Changing childhoods

14 Mar 2024

Early-career researcher Jan David Hauck has received a European Research Council (ERC) Starting Grant – one of the most prestigious research awards in Europe – with LMU.

Dr. Jan David Hauck from the Rachel Carson Center has been awarded a Starting Grant by the European Research Center (ERC). The anthropologist will receive project funding of 1.5 million euros. Awarded for the scientific excellence of the applicants and the proposed project, ERC grants are among the most prestigious research awards in Europe.

Anthropologist Jan David Hauck is investigating the effects of environmental changes on the development of morality in children. | © privat

Development of morality and social behavior in Indigenous communities

Indigenous communities across the world are experiencing rapid changes to the spaces they inhabit. This includes phenomena such as deforestation and changing land use, which force them to radically alter their ways of life and subsistence. However, we know very little about how these changes may impact the development of children and particularly their moral understandings. In his ERC project CECC (Changing Environments, Changing Childhoods: A Cross-Environmental Ethnography of Moral Socialization in Three Small-Scale Societies), Dr. Jan David Hauck is now investigating how children in three small-scale Indigenous societies develop moral understandings and behavior in relation to different environments and environmental transformations.

Researchers frequently invoke environments as playing important roles in the formation of morality. This encompasses everything from the immediate home environments in which children grow up, to the evolutionary environments in which the human species evolved particular moral dispositions, such as cooperation or altruism. However, the respective environment is mostly taken for granted as stable context that determines the scope of human action. To date, there has been no detailed study of the ways in which particular environmental conditions and their transformations may affect moral socialization.

Dramatic environmental changes

This is where Hauck’s ERC project comes in, which aims to develop a new framework for the study of the role of environments in human moral development. To this end, Hauck will undertake longitudinal, family-based ethnographic studies in three Indigenous former hunter-gatherer communities in Paraguay, Malaysia, and Namibia. Each of these communities has experienced dramatic environmental changes and settled in villages or towns, but still goes on extended foraging treks in nearby nature reserves.

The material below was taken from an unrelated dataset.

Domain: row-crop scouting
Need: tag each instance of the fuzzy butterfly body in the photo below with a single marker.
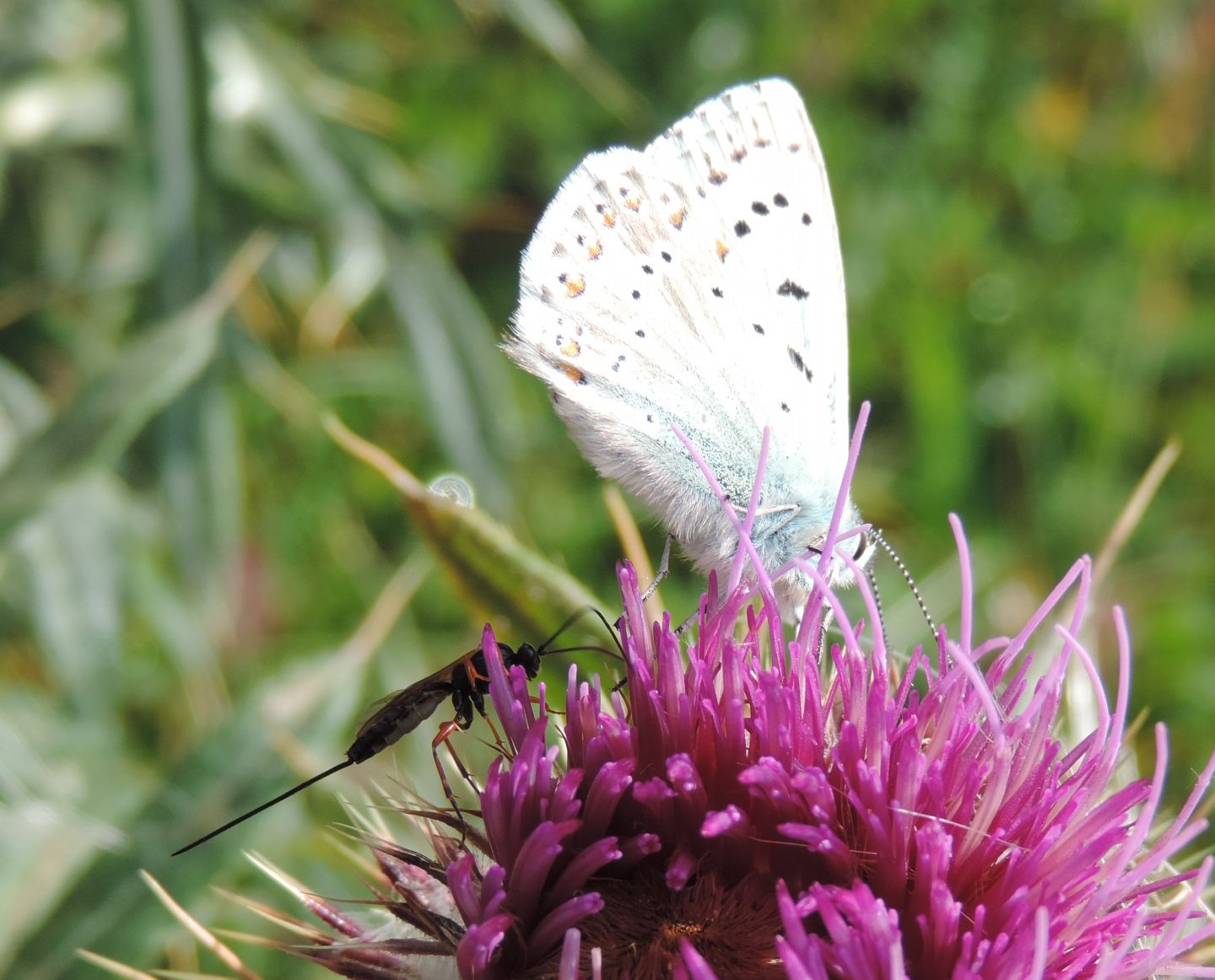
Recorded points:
(699, 283)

Comparing these two environments will allow the researchers to examine differences between past and present modes of existence and understand how environmental change impacts sociality and morality. Through video-based analysis, ethnography, interviews, and psychological experiments, Hauck and his international team of researchers will analyze children’s everyday interactions with caregivers and peers across environments, as well as reflexive understandings of attendant moral values.